Few studies directly evaluate the relationship between biotic resistance and the relative abundance of introduced species (van Kleunen et al. 2010, Richardson and Pyšek 2012). However, here we report the results of one part of a three-experiment series evaluating how functionally different components of biotic resistance (i.e., seed predation [Connolly et al. 2014], seed parasitism [Connolly 2013], competition [reported here]) relate to the prevalence of non-native plants between habitats differing in susceptibility to invasion.

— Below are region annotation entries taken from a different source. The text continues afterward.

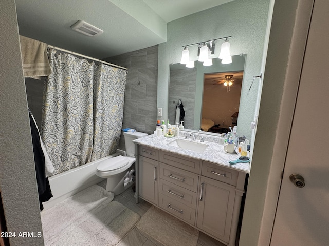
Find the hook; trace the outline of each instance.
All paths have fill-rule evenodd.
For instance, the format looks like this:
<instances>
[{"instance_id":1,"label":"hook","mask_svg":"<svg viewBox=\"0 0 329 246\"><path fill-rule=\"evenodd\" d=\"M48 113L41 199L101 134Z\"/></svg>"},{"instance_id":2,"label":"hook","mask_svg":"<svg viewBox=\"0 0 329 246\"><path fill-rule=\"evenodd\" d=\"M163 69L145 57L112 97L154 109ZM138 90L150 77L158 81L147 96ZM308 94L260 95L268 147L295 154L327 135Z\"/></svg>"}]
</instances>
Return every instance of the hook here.
<instances>
[{"instance_id":1,"label":"hook","mask_svg":"<svg viewBox=\"0 0 329 246\"><path fill-rule=\"evenodd\" d=\"M252 81L251 82L251 85L250 85L250 87L249 88L249 90L248 90L248 93L247 93L247 95L249 95L249 92L250 91L250 89L251 89L251 87L252 86L252 84L253 84L253 81L255 80L255 78L262 78L262 74L261 73L260 75L258 75L258 76L254 76L253 77L252 77Z\"/></svg>"}]
</instances>

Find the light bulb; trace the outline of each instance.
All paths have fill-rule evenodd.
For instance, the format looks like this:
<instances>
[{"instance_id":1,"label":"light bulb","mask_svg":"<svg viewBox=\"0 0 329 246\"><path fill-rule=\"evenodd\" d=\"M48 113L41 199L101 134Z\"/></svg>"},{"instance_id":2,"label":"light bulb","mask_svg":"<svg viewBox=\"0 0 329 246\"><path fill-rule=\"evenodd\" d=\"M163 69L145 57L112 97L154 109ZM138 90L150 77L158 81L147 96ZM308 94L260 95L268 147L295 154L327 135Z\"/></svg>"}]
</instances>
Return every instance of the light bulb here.
<instances>
[{"instance_id":1,"label":"light bulb","mask_svg":"<svg viewBox=\"0 0 329 246\"><path fill-rule=\"evenodd\" d=\"M232 56L230 55L228 57L223 59L222 60L222 63L223 64L229 64L230 63L232 63Z\"/></svg>"},{"instance_id":2,"label":"light bulb","mask_svg":"<svg viewBox=\"0 0 329 246\"><path fill-rule=\"evenodd\" d=\"M230 53L230 46L231 45L227 38L222 44L221 46L221 53L218 58L221 59L227 59L229 56L231 56Z\"/></svg>"},{"instance_id":3,"label":"light bulb","mask_svg":"<svg viewBox=\"0 0 329 246\"><path fill-rule=\"evenodd\" d=\"M207 59L204 61L202 64L204 66L211 66L212 65L212 59L210 59L207 57Z\"/></svg>"},{"instance_id":4,"label":"light bulb","mask_svg":"<svg viewBox=\"0 0 329 246\"><path fill-rule=\"evenodd\" d=\"M203 62L208 59L208 46L206 44L202 46L200 49L200 56L198 60Z\"/></svg>"},{"instance_id":5,"label":"light bulb","mask_svg":"<svg viewBox=\"0 0 329 246\"><path fill-rule=\"evenodd\" d=\"M189 57L189 54L190 51L189 51L189 49L185 47L181 53L181 59L180 60L180 63L181 64L187 64L190 61L190 58Z\"/></svg>"},{"instance_id":6,"label":"light bulb","mask_svg":"<svg viewBox=\"0 0 329 246\"><path fill-rule=\"evenodd\" d=\"M185 66L185 67L186 67L187 68L194 68L194 60L191 60L190 61L189 61L188 63L187 63L186 64L186 66Z\"/></svg>"}]
</instances>

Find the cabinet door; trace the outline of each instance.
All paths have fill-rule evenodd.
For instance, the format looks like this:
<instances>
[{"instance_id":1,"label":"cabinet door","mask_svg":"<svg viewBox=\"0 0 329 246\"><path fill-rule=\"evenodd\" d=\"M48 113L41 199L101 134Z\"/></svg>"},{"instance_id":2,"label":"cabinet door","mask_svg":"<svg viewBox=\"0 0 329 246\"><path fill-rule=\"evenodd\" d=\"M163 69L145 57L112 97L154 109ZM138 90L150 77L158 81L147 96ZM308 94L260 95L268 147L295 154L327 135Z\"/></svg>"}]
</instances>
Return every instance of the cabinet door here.
<instances>
[{"instance_id":1,"label":"cabinet door","mask_svg":"<svg viewBox=\"0 0 329 246\"><path fill-rule=\"evenodd\" d=\"M158 204L158 162L139 156L139 196L155 205Z\"/></svg>"},{"instance_id":2,"label":"cabinet door","mask_svg":"<svg viewBox=\"0 0 329 246\"><path fill-rule=\"evenodd\" d=\"M235 194L234 187L202 177L197 227L228 243Z\"/></svg>"}]
</instances>

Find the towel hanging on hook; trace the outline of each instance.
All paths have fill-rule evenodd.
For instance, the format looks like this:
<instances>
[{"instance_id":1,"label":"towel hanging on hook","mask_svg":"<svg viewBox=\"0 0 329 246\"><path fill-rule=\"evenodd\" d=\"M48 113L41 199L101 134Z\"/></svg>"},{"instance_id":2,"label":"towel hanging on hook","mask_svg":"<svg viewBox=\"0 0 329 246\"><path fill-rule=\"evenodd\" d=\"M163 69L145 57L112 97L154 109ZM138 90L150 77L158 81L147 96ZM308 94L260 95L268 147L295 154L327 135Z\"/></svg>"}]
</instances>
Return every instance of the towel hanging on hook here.
<instances>
[{"instance_id":1,"label":"towel hanging on hook","mask_svg":"<svg viewBox=\"0 0 329 246\"><path fill-rule=\"evenodd\" d=\"M247 93L247 95L249 95L249 92L250 91L250 89L251 89L251 87L252 86L253 81L254 81L255 78L262 78L262 74L261 73L260 75L254 76L253 77L252 77L252 81L251 82L251 85L250 85L250 87L249 88L249 90L248 90L248 93Z\"/></svg>"}]
</instances>

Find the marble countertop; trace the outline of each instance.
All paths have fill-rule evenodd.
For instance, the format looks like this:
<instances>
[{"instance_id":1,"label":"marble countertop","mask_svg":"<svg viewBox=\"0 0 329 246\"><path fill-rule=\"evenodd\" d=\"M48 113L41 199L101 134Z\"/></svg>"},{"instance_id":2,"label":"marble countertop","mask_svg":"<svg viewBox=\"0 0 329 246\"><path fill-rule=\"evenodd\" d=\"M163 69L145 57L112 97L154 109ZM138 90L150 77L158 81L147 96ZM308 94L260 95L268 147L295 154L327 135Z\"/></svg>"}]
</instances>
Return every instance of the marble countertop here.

Invasive plants are conspicuous by their tolerance or avoidance, or both, of most biotic barriers in the extensively invaded PNW steppe (Mack 1986), whereas naturalized species are significantly restricted, and occasionally eliminated, by the joint action of biotic interactions in the same habitat and at the same time. In the examples investigated here, community resistance to invasions is substantial in adjacent low-elevation PNW coniferous forest. For the species we evaluated, limitations to recruitment and performance imposed by a dense canopy and seed limitation imposed by granivores and, to a lesser extent, seed pathogens ensure that undisturbed forests interiors are likely to be well defended against the encroachment of many non-native species, particularly annual grasses. Collectively, our work demonstrates that biotic resistance likely plays a role both in determining 1) the distribution of some non-native species amongst a region’s communities and 2) the position of a non-native species along the introduced-naturalized-invasive species continuum in a community. Further work evaluating the potential synergistic interactions between multiple biotic barriers with a larger suite of representatives from each immigration class (e.g., Suwa and Louda 2011, Maron et al. 2012, Maron et al. 2013) will help elucidate how biotic interactions ultimately influence demography of non-native plants and the distribution of non-native plants within Pacific Northwest steppe and forest communities.